Chicago singer/songwriter Al rose sits in Kopi Cafe on a Sunday afternoon, sipping something small, black and highly caffeinated. Perhaps that fuels the unflagging pace of his innovative (mostly) acoustic music, which you can hear this Friday at Uncommon Ground.
"It's frustrating sometimes when bookers say 'we only book alternative stuff' when in fact they're just booking stuff that sounds like the Byrds, something jangly," Rose goes on. "My music doesn't fit under that alternative label."
Yet the 13 original songs (and two covers) from Rose's debut Information Overload are freshly stimulating in a way pre- packaged nostalgia can never be.
Rose and his six-piece band The Transcendos use guitars, bass and drums (with flute, alto sax, and harmonica by Rose) to set on fire a volatile mix of jazz, R&B and folk. The motion is constant as Rose's words become percussive and the music shouts its own messages.
A folkie at heart, Rose admits that he "wanted to be Bob Dylan... and Joni Mitchell" at a younger stage of life. But he's also inspired by the "timeless hipness" of Duke Ellington's tunes and the "wild sheets of music" poured out in Coltrane's A Love Supreme.
And why limit your musical mentors to musicians? Rose looks to the painters Chagall and Soutine, to writers as diverse as Wendell Barry and Henry Miller.
"I want my music to sound like their books, that warmth, that explosiveness," says Rose, adding sheepishly that he was a big Cat Stevens fan as a teen.
Rose performs solo and with assorted sized ensembles made up from the six Transcendos members. When playing with the group, "we're most improvisational," he explains. With growing enthusiasm, he describes the moment-to-moment discovery that the group enjoys in concert.
"We're the most under-rehearsed band ever. We hardly ever rehearse. We know all the songs really well, but we're doing them by the skin of our teeth in concert, hanging on for dear life. I'll call out songs we haven't played for two years."

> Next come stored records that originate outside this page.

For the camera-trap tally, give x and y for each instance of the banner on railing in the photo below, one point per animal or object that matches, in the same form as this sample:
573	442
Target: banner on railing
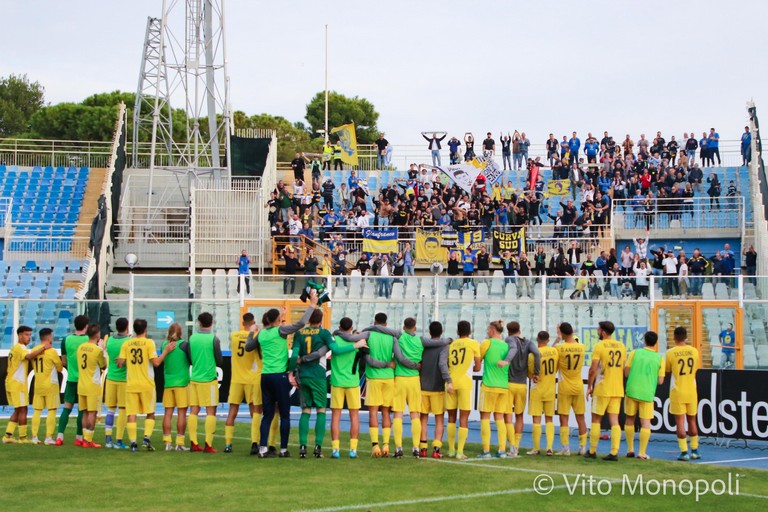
558	188
512	241
348	143
429	247
380	240
473	239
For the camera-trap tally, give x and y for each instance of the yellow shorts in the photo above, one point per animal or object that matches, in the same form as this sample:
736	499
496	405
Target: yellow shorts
687	408
602	405
88	402
141	402
46	401
432	402
176	397
380	392
517	397
204	394
407	391
494	400
538	407
567	402
461	399
240	392
351	395
633	407
115	394
256	393
17	399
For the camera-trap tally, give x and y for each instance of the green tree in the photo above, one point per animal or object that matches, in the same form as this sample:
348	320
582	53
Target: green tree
19	100
290	138
343	110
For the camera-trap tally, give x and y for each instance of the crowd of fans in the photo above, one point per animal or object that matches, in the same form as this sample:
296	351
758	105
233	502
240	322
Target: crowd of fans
654	175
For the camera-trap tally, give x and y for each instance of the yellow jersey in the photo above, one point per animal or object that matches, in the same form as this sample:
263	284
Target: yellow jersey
461	359
610	355
545	388
46	366
683	363
570	361
246	367
18	368
138	353
90	361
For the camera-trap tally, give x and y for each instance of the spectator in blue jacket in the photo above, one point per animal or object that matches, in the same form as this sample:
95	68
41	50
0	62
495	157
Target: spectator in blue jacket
591	148
746	146
574	145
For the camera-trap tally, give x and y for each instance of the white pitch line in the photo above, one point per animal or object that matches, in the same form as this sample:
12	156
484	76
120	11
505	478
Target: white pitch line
733	460
436	499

That's not to say it's total mayhem. Playing together for five years, the group has developed a fine tuned sense of "instinct, intuition and inspiration" says Rose, in a flight of spontaneous alliteration. "It's in the name of the band: The Transcendos - the performance goes above and beyond something rehearsed."
Rose, who is (remarkably) self-taught, has been playing guitar and singing since he was 17. He decided to pursue music professionally when he graduated from college in 1980, and after 10 years of waiting for a producer to recognize his alternative to alternative music, he decided to take matters into his own hands.
"A couple years ago I decided I wasn't going to record any more demos, I was going to record albums. So that's what I did. We recorded this album, I produced it and the idea was I'd just find a label to release it."
As it happened, it took less than a year to sign a deal with the newly established Whitehouse Records in Chicago, and national distributor MS Distributing.
"The timing was perfect," Rose reflects, "but this record was coming out even if Jay Whitehouse didn't want it, even if I got a rejection slip from everybody in the world."
But Rose takes no special credit for the commitment that brought his debut to fruition. "Look around," he says, surveying the buzzing cafe. "Half of these people have their own record label and the rest are publishing their own books of poetry."